Forum Moderators: phranque

Message Too Old, No Replies

Duplicated content problem, but I need it : )

Duplicated content, mod rewrite, htaccess

         

punisa

12:19 pm on Feb 29, 2008 (gmt 0)

10+ Year Member



Hi,

On my site I have a section where I put various business listings.
URL for a specific business is as follows:
www.mysite.com/business/category/subcategory/location/companyname.html

example in htaccess:
RewriteRule ^([business]*)/([^/]*)/([^/]*)/([^/]*)/([^/]*)\.html$ /viewclient.php?companyname=$5 [L]

That is all pretty, buy I also wish to give my clients option to have short URL which they can put on their business cards like so:
www.mysite/companyname/

To do so I made this in .htaccess:
RewriteRule ^([john_mechanics]*)\/$ /viewclient.php?companyname=$1 [L]

BTW, I cant use
RewriteRule ^([^/]*)\/$ /viewclient.php?companyname=$1 [L]
cause I already use it for something else : )

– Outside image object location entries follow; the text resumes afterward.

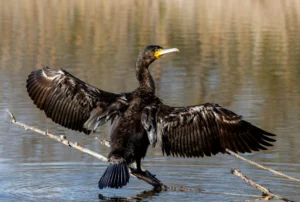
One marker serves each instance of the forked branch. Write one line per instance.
(149, 178)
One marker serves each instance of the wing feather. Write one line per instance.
(207, 130)
(69, 101)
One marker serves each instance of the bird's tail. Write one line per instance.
(116, 175)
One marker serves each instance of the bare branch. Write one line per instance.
(263, 167)
(257, 186)
(149, 178)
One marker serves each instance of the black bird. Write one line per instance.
(140, 118)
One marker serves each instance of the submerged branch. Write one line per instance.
(148, 177)
(264, 190)
(262, 167)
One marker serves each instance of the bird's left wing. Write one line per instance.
(206, 129)
(71, 102)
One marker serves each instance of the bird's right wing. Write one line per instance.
(203, 130)
(71, 102)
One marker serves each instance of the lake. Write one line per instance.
(243, 55)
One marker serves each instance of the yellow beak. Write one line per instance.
(161, 52)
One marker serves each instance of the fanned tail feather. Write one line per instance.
(116, 175)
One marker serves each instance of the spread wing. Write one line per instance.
(207, 129)
(71, 102)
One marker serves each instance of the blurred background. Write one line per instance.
(243, 55)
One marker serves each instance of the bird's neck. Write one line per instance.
(144, 77)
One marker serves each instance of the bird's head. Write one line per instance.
(151, 52)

But now we obviously have duplicated content on our hands : o

Couple of questions that puzzle me:
1) will all-mighty google punish me for this? (probably..)
2) is there a better way that I might solve this?
3) uhm, I'm a htaccess beginner really, is my code ok? : /

Thanks in advance ! : )

Quadrille

10:19 pm on Feb 29, 2008 (gmt 0)

WebmasterWorld Senior Member 10+ Year Member



Google won't punish you, but obviously won't include two identical pages for long.

Why not simplify and put the content at www.mysite/companyname/ ?

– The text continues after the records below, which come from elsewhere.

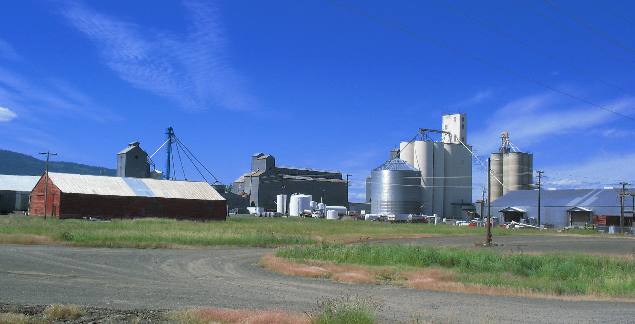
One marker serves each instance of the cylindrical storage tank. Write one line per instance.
(496, 160)
(396, 189)
(514, 171)
(439, 177)
(340, 210)
(530, 171)
(424, 162)
(281, 204)
(406, 152)
(458, 180)
(299, 203)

I can't comment on the code.

LifeinAsia

10:22 pm on Feb 29, 2008 (gmt 0)

WebmasterWorld Administrator 10+ Year Member Top Contributors Of The Month



Just redirect www.mysite/companyname/ to www.mysite.com/business/category/subcategory/location/companyname.html

jdMorgan

5:30 am on Mar 1, 2008 (gmt 0)

WebmasterWorld Senior Member 10+ Year Member



Just be aware that this regular-expressions pattern:
^([john_mechanics]*)\/$
means "match any URL-path that contains any number (including zero) of any of the letters j, o, h, n, _, m, e, c, a, i, c, or s in any order.

That is most likely not what you want, and I would think that simply using
^(john_mechanics)\/$
is what you intended.

There is a short regular-expressions tutorial cited in our forum charter, and an even shorter one in the mod_rewrite documentation itself.

Jim

punisa

9:30 am on Mar 3, 2008 (gmt 0)

10+ Year Member



Hey Jim, thanks alot : ))

I was just about to ask why is it taking in account every character in a word and you solved it for me before I managed to start a new question : ) Great ! : ))

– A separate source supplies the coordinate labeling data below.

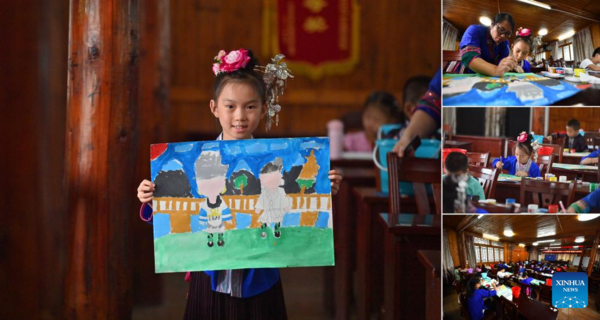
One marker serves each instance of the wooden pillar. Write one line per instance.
(51, 115)
(593, 253)
(462, 250)
(155, 65)
(101, 139)
(538, 120)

Anyway I changed everything to www.mysite.com/companyname/ and looks quite nice. Once again thanks everybody.

jdMorgan

9:00 pm on Mar 3, 2008 (gmt 0)

WebmasterWorld Senior Member 10+ Year Member



I should also point out that unless you need to quantify a group of characters or a sub-expression, or back-reference it in the substitution, parentheses are not needed. Also, it's a bad idea to allow "nothing" in between slashes, since Apache treats multiple contiguous slashes as a single slash, thus exposing your rules to directory-level errors:

Therefore, this rule

 RewriteRule ^(business*)/([^/]*)/([^/]*)/([^/]*)/([^/]*)\.html$ /viewclient.php?companyname=$5 [L]

becomes either

 RewriteRule ^business/[^/]+/[^/]+/[^/]+/([^/]+)\.html$ /viewclient.php?companyname=$1 [L]

or

 RewriteRule ^business[^/]*/[^/]+/[^/]+/[^/]+/([^/]+)\.html$ /viewclient.php?companyname=$1 [L]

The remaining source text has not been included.